Häufig gestellte Fragen
Müssen Wohltätigkeitsorganisationen Körperschaftsteuer zahlen?
Gemeinnützige Unternehmen sind von der Körperschaftsteuer auf Handelsgewinne, Kapitalerträge und steuerpflichtige Gewinne befreit, sofern diese für gemeinnützige Zwecke verwendet werden. Die Befreiung muss jedoch im Formular CT600 beantragt werden; sie erfolgt nicht automatisch.

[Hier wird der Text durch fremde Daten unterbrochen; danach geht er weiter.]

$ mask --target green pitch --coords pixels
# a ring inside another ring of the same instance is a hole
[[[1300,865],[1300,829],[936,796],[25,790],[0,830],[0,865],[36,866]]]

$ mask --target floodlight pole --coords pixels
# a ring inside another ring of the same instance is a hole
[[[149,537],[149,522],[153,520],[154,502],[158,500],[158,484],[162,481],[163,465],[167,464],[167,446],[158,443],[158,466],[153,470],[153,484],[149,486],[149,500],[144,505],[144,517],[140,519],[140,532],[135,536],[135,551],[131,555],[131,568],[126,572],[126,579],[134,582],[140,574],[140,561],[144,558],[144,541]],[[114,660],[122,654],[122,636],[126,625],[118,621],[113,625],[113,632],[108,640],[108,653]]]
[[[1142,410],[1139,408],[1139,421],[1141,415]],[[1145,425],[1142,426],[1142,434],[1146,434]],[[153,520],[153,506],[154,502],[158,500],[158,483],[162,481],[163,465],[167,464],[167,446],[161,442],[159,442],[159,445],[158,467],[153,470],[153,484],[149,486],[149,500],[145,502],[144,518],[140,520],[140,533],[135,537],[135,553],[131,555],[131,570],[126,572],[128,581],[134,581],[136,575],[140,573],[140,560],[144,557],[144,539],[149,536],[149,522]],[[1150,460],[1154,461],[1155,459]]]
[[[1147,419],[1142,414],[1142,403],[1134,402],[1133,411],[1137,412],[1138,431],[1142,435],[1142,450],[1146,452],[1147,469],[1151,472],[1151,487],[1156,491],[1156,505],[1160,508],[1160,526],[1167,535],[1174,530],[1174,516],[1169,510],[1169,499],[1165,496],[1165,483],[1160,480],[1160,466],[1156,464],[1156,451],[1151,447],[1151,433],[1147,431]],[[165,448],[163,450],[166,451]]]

Sind Community Interest Companies (CICs) von der Körperschaftsteuer befreit?
Nein. CICs sind keine Wohltätigkeitsorganisationen und zahlen Körperschaftsteuer auf ihre steuerpflichtigen Gewinne zu den normalen Sätzen (19 % für geringe Gewinne / 25 % für den Hauptsatz), genau wie jede andere Kapitalgesellschaft.
Was ist die Ausnahmeregelung für kleine Unternehmen für Wohltätigkeitsorganisationen?
Handel, der nicht dem primären Zweck einer Wohltätigkeitsorganisation dient, ist von der Körperschaftsteuer befreit, wenn der Umsatz unter die Freigrenze für kleine Unternehmen fällt – der höhere Wert von 8.000 £ oder 25 % des Gesamteinkommens der Wohltätigkeitsorganisation, begrenzt auf 80.000 £.
Müssen Wohltätigkeitsorganisationen ein CT600-Formular einreichen?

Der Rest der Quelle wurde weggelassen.